SIP Response Codes

Provenant's SIP redirect servers for signing and verification both define 5 standard VVP call routing outcomes for infrastructure that handles calls. They use numeric SIP response codes (e.g., 302, 307, 603, etc.) to distinguish these outcomes. Each outcome has a standard response code, but the numbers can be overridden by caller policy to meet the needs of different SBCs.

SIP status lines in responses from SIP redirect services include the numeric code, plus a label for one of these 5 outcomes, and then a hex encoding of a 32-bit reason code:

SIP/2.0 306 branded 0xReason

The reason code at the end is NOT for processing during routing, but rather to snapshot evidence state for recording in logs, for troubleshooting by developers, etc. It can be ignored or omitted by entities that don't wish to use it. All routing decisions are made by looking at the SIP status code.

The 5 standard outcomes are:

  1. branded: Call should be connected. Brand and CLI should be displayed. Brand attributes, legal identity of caller, TN and its RTU, and delegated signing authority were verified and remain verifiable everywhere. Default SIP response code for this outcome: 306. (A custom redirect code that says to continue routing with brand.)

  2. accountable: Brand should be suppressed, but CLI should be displayed. Brand attributes are omitted from the evidence, but the other evidence was verified and remains verifiable, and the caller is therefore accountable to regulators and service providers even if the handset doesn't display the brand. Default SIP response code: 307. (A custom redirect code that says to continue routing without brand.)

  3. unknowable: CLI should be suppressed, ideally with a message that says "Caller identity and number withheld" or similar.
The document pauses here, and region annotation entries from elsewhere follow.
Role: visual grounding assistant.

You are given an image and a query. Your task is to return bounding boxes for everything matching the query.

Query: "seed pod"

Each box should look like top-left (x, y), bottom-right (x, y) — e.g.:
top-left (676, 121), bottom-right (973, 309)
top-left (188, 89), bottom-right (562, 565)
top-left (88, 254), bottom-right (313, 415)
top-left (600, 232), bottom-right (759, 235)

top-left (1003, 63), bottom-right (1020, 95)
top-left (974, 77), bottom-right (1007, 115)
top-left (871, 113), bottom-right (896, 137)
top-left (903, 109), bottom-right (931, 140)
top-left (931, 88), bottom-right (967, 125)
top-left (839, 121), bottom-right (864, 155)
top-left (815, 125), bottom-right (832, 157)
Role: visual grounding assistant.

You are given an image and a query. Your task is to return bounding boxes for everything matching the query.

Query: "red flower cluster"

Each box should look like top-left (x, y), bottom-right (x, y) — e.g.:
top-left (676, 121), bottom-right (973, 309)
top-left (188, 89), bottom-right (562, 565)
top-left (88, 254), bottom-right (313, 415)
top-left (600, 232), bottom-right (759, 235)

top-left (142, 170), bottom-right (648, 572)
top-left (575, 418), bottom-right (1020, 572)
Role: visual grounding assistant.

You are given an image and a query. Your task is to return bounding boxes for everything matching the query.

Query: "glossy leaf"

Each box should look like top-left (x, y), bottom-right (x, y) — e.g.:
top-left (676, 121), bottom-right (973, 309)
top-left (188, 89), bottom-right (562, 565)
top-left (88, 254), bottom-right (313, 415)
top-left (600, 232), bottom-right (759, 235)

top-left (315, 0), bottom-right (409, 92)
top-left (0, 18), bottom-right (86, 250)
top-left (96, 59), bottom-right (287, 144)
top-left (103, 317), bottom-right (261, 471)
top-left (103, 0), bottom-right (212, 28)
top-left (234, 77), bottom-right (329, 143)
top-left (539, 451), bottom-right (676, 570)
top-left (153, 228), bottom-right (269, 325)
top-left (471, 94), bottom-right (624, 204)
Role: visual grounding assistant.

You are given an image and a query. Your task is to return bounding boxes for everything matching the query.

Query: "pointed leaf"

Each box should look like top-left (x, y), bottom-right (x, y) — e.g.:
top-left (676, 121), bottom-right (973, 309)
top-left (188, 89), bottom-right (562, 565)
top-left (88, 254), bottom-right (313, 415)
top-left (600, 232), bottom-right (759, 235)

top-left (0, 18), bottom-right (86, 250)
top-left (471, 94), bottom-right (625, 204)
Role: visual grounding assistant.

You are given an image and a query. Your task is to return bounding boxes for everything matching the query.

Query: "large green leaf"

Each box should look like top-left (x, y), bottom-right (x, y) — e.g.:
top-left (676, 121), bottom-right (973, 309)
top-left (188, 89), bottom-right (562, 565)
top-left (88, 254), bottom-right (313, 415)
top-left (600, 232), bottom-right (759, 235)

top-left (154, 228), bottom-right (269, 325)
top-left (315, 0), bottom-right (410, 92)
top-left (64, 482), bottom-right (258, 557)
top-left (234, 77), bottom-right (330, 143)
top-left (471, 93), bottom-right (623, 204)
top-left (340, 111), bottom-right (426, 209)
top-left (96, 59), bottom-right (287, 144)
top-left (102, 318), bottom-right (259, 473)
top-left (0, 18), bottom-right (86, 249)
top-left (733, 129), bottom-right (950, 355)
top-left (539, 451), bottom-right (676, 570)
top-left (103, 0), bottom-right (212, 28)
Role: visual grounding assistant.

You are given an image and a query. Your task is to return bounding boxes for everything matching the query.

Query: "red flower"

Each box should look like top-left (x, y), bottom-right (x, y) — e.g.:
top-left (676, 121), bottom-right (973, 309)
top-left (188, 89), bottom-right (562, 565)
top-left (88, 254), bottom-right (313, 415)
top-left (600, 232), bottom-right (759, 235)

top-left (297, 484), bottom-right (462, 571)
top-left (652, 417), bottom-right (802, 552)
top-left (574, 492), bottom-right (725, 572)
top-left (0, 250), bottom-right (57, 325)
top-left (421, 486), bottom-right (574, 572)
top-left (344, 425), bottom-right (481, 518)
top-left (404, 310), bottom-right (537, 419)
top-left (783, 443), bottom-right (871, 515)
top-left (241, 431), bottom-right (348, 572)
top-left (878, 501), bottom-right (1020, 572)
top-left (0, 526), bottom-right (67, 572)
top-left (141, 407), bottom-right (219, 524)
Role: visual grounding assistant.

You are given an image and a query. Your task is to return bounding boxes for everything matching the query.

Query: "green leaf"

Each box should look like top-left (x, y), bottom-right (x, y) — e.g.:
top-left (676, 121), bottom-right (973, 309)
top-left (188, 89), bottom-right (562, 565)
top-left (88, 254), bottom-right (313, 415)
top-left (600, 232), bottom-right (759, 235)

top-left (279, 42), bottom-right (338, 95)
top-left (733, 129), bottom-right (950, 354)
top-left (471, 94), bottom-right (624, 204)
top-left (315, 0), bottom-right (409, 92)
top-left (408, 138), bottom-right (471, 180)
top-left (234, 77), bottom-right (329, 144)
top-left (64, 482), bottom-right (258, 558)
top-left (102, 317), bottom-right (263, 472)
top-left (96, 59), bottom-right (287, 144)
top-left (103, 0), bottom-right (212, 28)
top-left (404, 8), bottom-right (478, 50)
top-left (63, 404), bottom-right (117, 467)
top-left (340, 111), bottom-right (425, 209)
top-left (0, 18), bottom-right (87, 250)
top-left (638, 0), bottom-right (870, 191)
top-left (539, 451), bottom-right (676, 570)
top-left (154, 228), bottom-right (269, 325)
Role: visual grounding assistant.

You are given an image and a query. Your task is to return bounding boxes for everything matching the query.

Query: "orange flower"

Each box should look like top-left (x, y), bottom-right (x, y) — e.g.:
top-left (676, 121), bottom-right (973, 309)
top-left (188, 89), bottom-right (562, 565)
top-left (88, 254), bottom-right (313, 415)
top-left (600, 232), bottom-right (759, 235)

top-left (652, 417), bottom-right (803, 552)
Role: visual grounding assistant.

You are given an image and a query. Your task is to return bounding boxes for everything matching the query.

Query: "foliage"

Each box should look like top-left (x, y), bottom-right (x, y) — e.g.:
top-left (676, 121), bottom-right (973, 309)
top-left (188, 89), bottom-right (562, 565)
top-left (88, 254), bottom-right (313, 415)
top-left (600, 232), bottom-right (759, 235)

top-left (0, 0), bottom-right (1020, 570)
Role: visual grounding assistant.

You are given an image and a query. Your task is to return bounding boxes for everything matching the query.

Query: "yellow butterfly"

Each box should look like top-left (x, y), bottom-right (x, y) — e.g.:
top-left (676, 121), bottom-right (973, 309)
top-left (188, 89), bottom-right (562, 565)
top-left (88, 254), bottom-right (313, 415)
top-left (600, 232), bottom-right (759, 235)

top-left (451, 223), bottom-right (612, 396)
Dipping CNAM is strongly discouraged, as it would constitute a guess that could invite undeserved trust. No caller attributes are verifiable, so the caller suppressed the VVP mechanism and made no claim about such attributes. This is not an error condition, just an honest acknowledgement that what's known about the caller is near zero and guesses shouldn't be trusted to move the needle. Default SIP response code: 302 (because existing, unsigned traffic needs this outcome and should trigger a no-op, "keep going but I've nothing to say" response to the verifier).

  4. dangerous: Call should be rejected. The evidence is definitely broken in ways that are unreasonable — malformed data, missing or invalid signature, a signature from someone who shouldn't be signing, or a dossier that doesn't cover the orig TN. Innocent VVP software should never emit (sign) calls with dangerous evidence. (If a service provider connects the call anyway, brand and CLI must be suppressed, and a warning should be displayed; something like "Caller is dangerous, either due to fraud or misconfigured software.") Default SIP response code: 608

  5. policy needed: This is an intermediate rather than a final outcome. It signals that evidence is well formed and complete, but some of it has expired or been revoked since it was created; whether it still proves enough to satisfy a verifier is therefore a subjective question. The specifics are described in the reason code. Each verifier should configure a policy to decide how to react to particular reason codes; until they do so, the call should be rejected (response code 608, reason label "policy needed"; details in code).